Review: Z: A Novel of Zelda Fitzgerald
Z: A Novel of Zelda Fitzgerald
As a long-time fan of F. Scott Fitzgerald, I was long overdue to learn about his life through different eyes. Therese Anne Fowler‘s Z: A Novel of Zelda Fitzgerald was a heartbreaking tale that traced the Fitzgerald’s slow decent into misery as F. Scott chased his white whale: literary fame and respect.
Zelda Fitzgerald‘s life begins with promise. Born to a wealthy family, she defies so many of the social expectations of her day (much to the chagrin of her father and the silent delight of her mother). And it’s her desire to live a big life that brings her to F. Scott, whom she loves, and sweeps her out of home in the South.

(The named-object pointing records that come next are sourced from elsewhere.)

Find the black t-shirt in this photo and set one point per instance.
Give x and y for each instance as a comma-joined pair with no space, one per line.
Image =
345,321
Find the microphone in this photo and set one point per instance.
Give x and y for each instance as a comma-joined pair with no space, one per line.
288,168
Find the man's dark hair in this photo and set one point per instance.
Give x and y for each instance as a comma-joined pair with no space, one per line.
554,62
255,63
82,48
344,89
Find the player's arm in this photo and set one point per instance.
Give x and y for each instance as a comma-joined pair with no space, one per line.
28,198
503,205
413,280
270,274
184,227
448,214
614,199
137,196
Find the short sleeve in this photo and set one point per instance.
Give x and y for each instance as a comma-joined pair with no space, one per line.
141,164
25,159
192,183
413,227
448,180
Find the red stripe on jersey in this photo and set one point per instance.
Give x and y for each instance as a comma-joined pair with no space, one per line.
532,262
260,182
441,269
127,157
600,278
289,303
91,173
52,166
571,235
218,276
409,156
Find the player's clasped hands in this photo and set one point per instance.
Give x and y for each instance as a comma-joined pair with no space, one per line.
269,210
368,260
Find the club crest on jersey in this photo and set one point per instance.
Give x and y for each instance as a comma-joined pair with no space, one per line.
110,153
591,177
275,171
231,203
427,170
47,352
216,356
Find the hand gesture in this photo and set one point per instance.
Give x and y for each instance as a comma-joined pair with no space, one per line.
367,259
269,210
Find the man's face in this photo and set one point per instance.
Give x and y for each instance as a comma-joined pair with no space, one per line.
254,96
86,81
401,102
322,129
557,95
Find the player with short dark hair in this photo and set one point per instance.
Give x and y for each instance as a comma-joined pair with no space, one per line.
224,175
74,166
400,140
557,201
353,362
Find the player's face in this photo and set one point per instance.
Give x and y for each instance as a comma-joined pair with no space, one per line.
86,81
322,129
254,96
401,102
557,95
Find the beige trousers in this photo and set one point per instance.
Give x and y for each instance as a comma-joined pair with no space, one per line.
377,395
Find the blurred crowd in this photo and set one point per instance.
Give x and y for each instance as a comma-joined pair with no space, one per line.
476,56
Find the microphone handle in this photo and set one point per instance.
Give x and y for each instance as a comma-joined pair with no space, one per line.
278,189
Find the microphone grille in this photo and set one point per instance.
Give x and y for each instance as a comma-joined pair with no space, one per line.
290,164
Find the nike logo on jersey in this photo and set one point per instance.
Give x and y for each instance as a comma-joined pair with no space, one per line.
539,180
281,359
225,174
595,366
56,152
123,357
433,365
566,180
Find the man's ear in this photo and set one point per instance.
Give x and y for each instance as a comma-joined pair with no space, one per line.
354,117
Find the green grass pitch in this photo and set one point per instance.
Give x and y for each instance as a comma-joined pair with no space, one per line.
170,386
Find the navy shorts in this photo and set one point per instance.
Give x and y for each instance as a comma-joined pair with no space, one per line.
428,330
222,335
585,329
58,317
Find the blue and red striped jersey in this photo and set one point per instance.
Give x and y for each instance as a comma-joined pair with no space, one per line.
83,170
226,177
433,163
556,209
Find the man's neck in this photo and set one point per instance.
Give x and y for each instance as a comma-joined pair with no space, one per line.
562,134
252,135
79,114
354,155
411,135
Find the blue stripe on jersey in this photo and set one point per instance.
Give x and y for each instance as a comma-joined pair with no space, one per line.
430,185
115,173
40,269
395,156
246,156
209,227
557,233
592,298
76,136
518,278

It’s when she leaves that her life begins to turn. Ever so slowly, we watch as F. Scott tamps down on Zelda’s desire to write, and dance, and paint by promising her that soon (when he’s rich) she will have everything she needs and wants. And so we watch as Zelda—against her better judgment—follows her husband’s wishes and becomes pained (both physically and psychologically).
Ultimately, the message that any of us can so easily lose who we are—even a fiery spirit like Zelda—if we aren’t careful. (Since my initial attachment was to F. Scott, I also had to watch as my literary hero purposefully, and without self-awareness, did this to Zelda.) Those two ideas—that we can lose ourselves and through our actions we can cause others to lose themselves—haunted me through the last sections of the book.